Obviously, there must be something in the genes predisposing them to a heart attack, but the various physical and bacchanalian stresses of the holiday season can be the final straw.
However, it still goes to show that the "hypercelebration" of the season and the overcharged atmosphere can trigger serious complications in the heart, brain and circulation of unsuspecting individuals.
It is a challenge for physicians to identify patients at risk for holiday heart syndrome, and forewarn them. It could be life-saving for some to be aware of the incipient danger that comes with the usually hectic celebration.
Mentally, they could prepare themselves and have the discipline to say "no" when they have had enough partying, and the temperance not to overindulge in the rich food and drinks that come with the holiday celebrations.
Arrhythmia in the holiday heart syndrome has been associated with having six or more drinks, but fewer drinks could also be the culprit.
Excessive alcohol consumption has long been known to weaken heart muscles and cause a problem called alcoholic cardiomyopathy. With weakened cardiac musculature and a decline in function, the heart muscles become a substrate for life-threatening irregular heartbeats called arrhythmia.
But even for those who are not habitual drinkers, occasional alcohol bingeing has also been linked to arrhythmia called acute atrial fibrillation, like what our patient had.
When the name of the syndrome was coined by Ettinger et al in 1978, it was based on a study evaluating 32 separate arrhythmia episodes in 24 patients, who consumed alcohol heavily during a weekend or holiday drinking binge immediately before evaluation.

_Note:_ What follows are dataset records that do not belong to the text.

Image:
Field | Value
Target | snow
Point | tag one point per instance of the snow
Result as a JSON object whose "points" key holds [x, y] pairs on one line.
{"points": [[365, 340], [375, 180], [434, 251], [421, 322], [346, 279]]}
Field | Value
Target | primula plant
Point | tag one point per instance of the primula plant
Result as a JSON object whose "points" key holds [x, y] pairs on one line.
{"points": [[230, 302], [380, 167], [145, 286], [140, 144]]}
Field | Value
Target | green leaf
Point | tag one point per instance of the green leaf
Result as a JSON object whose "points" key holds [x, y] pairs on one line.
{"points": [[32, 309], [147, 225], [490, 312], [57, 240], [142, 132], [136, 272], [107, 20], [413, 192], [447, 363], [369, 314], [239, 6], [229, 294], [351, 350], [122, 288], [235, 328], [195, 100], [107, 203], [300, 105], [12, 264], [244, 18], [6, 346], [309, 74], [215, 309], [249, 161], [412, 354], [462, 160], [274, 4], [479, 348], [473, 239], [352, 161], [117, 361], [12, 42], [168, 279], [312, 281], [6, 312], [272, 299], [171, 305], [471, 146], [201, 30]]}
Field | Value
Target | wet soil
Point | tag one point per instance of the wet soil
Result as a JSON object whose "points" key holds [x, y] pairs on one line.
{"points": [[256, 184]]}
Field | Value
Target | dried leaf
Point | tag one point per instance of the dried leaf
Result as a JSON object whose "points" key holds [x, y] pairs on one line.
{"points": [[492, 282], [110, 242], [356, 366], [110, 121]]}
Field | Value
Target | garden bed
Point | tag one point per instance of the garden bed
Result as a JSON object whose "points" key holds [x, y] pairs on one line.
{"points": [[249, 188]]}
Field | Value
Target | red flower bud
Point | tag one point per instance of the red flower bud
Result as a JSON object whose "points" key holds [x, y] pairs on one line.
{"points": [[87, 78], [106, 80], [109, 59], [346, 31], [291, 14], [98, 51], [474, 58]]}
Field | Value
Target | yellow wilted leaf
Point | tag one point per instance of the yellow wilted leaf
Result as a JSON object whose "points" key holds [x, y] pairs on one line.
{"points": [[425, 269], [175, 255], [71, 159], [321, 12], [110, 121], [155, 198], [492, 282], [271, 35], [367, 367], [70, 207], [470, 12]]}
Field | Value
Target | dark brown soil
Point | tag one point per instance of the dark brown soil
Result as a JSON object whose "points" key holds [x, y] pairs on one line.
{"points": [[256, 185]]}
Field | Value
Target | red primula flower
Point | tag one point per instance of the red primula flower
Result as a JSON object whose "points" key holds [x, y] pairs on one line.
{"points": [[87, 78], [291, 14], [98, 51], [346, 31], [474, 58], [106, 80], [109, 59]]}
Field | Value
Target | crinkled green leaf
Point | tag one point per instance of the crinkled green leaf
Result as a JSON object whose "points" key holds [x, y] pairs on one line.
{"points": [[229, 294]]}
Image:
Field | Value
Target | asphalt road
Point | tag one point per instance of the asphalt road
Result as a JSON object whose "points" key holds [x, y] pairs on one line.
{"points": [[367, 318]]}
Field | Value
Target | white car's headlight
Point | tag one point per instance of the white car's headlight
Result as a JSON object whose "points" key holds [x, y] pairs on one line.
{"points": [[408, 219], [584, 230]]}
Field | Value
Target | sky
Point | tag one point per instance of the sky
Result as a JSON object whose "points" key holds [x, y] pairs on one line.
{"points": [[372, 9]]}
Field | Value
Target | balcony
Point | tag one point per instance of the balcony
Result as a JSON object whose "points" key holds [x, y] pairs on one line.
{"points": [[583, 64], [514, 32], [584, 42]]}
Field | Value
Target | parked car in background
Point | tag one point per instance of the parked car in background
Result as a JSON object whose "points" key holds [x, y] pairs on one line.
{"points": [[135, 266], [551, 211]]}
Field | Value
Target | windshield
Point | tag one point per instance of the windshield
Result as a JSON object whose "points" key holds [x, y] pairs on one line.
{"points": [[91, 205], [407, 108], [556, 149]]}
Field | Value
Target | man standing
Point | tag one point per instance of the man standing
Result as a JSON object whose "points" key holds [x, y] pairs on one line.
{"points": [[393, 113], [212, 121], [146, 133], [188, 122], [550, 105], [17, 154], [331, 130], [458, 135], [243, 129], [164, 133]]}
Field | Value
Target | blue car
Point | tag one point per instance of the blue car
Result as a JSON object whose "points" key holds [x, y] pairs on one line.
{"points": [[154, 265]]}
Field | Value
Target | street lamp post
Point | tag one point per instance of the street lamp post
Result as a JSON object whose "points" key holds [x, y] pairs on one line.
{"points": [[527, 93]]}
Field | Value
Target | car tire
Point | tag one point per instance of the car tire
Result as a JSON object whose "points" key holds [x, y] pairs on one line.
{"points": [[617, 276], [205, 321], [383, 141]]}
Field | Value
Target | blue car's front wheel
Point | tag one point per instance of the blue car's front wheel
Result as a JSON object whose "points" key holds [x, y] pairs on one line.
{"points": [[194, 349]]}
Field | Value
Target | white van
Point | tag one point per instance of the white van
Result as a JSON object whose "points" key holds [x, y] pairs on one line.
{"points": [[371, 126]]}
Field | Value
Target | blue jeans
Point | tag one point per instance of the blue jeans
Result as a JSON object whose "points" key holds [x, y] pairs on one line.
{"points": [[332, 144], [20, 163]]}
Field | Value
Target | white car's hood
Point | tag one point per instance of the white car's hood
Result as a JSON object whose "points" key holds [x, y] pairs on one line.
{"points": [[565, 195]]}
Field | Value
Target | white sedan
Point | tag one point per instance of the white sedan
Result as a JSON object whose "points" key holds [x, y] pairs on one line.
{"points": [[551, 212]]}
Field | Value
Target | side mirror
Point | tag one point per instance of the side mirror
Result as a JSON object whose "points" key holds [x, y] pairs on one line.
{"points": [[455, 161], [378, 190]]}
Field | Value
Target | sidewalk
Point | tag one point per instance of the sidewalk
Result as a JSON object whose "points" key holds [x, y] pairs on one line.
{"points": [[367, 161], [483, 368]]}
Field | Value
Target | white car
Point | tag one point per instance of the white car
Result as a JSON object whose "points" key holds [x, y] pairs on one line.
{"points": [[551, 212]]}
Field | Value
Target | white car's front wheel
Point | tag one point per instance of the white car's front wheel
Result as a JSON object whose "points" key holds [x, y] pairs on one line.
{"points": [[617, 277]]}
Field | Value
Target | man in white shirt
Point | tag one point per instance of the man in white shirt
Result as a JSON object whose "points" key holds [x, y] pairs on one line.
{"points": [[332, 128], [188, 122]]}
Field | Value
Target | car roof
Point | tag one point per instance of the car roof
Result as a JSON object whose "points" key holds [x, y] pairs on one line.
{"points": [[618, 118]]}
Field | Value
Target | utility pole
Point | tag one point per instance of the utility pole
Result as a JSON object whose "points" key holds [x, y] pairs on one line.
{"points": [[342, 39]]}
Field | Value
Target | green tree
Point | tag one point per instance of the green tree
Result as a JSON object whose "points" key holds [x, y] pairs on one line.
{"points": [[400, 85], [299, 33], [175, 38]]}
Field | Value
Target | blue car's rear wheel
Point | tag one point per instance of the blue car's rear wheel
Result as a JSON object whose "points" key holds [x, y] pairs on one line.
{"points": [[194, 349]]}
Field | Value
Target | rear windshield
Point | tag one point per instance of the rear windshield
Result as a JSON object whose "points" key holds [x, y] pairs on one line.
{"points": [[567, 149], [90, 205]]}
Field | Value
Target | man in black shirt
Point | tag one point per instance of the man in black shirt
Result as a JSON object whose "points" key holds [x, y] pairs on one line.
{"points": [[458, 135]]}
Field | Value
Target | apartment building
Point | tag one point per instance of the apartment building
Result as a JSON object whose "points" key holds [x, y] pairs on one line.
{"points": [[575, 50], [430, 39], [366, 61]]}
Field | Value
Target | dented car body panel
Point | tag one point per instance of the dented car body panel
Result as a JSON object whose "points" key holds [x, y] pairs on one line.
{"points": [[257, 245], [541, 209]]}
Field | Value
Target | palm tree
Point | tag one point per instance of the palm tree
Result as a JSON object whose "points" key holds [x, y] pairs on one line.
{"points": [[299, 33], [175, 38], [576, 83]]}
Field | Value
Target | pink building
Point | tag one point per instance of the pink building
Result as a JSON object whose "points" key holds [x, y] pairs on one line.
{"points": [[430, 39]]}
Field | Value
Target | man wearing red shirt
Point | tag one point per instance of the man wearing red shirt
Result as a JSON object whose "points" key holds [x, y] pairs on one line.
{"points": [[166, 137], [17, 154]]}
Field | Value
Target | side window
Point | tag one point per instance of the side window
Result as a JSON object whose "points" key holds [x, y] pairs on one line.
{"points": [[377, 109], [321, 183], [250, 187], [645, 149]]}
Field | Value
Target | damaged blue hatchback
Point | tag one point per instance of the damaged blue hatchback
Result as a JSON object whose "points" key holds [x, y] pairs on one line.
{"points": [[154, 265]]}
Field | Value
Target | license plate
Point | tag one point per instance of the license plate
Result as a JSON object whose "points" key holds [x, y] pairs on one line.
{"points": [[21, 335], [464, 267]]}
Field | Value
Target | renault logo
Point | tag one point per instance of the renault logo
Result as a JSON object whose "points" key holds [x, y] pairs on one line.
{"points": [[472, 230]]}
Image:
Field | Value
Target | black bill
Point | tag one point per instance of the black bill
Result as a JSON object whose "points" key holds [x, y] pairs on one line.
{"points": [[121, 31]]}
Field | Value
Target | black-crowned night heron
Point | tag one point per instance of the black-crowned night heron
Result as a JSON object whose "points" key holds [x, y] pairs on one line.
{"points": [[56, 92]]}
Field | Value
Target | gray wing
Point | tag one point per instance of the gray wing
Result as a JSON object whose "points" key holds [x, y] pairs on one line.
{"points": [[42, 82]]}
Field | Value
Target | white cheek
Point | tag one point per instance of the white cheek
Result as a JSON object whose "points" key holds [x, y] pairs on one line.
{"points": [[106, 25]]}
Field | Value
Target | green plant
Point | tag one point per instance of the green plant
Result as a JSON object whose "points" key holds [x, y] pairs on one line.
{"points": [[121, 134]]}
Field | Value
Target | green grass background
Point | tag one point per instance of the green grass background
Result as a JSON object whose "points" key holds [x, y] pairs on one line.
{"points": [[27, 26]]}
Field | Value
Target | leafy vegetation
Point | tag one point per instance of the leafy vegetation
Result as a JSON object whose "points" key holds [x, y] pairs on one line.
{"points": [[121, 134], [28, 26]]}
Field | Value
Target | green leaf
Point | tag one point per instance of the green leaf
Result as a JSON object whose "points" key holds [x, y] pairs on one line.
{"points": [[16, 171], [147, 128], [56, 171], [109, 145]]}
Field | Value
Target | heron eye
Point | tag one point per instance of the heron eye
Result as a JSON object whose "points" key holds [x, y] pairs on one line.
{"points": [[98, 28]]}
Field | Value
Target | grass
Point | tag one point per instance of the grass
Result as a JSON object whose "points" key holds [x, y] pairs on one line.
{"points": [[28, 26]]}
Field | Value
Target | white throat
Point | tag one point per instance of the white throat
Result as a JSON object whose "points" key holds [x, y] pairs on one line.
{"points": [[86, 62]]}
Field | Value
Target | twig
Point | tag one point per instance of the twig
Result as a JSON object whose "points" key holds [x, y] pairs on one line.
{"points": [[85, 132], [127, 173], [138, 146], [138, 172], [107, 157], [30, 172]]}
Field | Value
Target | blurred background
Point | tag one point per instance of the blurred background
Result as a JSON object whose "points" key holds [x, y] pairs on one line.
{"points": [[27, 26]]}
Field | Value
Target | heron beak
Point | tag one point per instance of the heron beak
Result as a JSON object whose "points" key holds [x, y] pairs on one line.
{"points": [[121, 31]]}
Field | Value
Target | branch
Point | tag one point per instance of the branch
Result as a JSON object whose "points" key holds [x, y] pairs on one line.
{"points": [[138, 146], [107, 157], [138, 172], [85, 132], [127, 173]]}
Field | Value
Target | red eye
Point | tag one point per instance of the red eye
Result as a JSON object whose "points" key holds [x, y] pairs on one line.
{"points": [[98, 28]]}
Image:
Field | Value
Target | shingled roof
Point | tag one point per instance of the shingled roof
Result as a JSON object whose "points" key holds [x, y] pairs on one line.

The authors described the results as an "acute cardiac rhythm and/or conduction disturbance (irregular heartbeat), most commonly supraventricular tachyarrhythmia (fast heartbeat), associated with heavy ethanol (alcohol) consumption in a person without other clinical evidence of heart disease."
The authors further reported that there was no recurrence of the arrhythmia with "subsequent abstinence from alcohol use."
Not the sole culprit
What you should know about alcohol and hangovers
Actually, alcohol is not the sole culprit. There are similar reports of the arrhythmia seen in the holiday heart syndrome with recreational use of marijuana. Those who take both alcohol and marijuana increase their risk greatly.
These, plus the nicotine effect in smokers (active and passive), bingeing on high-fat food, and a stressful, traffic-aggravated schedule can be a perfect mix for the syndrome, which can unfortunately convert the season of merrymaking into a period of grief for the victim's family. So, beware of all these "triggers."
Aside from avoiding binge drinking and eating, Robert A. Kloner, MD, PhD, a professor at the Keck School of Medicine at the University of Southern California, gives some pointers on how to prevent holiday heart syndrome:
- Dress warmly when it's cold.
- Avoid heart stressors, including too much physical exertion, anger and emotional stress.
- Get a flu shot yearly before the season (preferably at the start of the year). Infection and fever put extra stress on the heart.
- Avoid inhaling smoke in crowded places. Courteously remind those who still smoke in public places or during parties that they should refrain from doing so, as they also affect other people's health. Better yet, declare your parties strictly non-smoking parties.
- Avoid places where they make fires for warmth or to celebrate. In the States, heart patients are advised to stay away from the fireplace. One should avoid getting near bonfires. Ultra-fine particles in the air from burnt materials can be bad for the heart.
We wish you a joyful and healthful Yuletide season, and a bright new hope for the coming new year.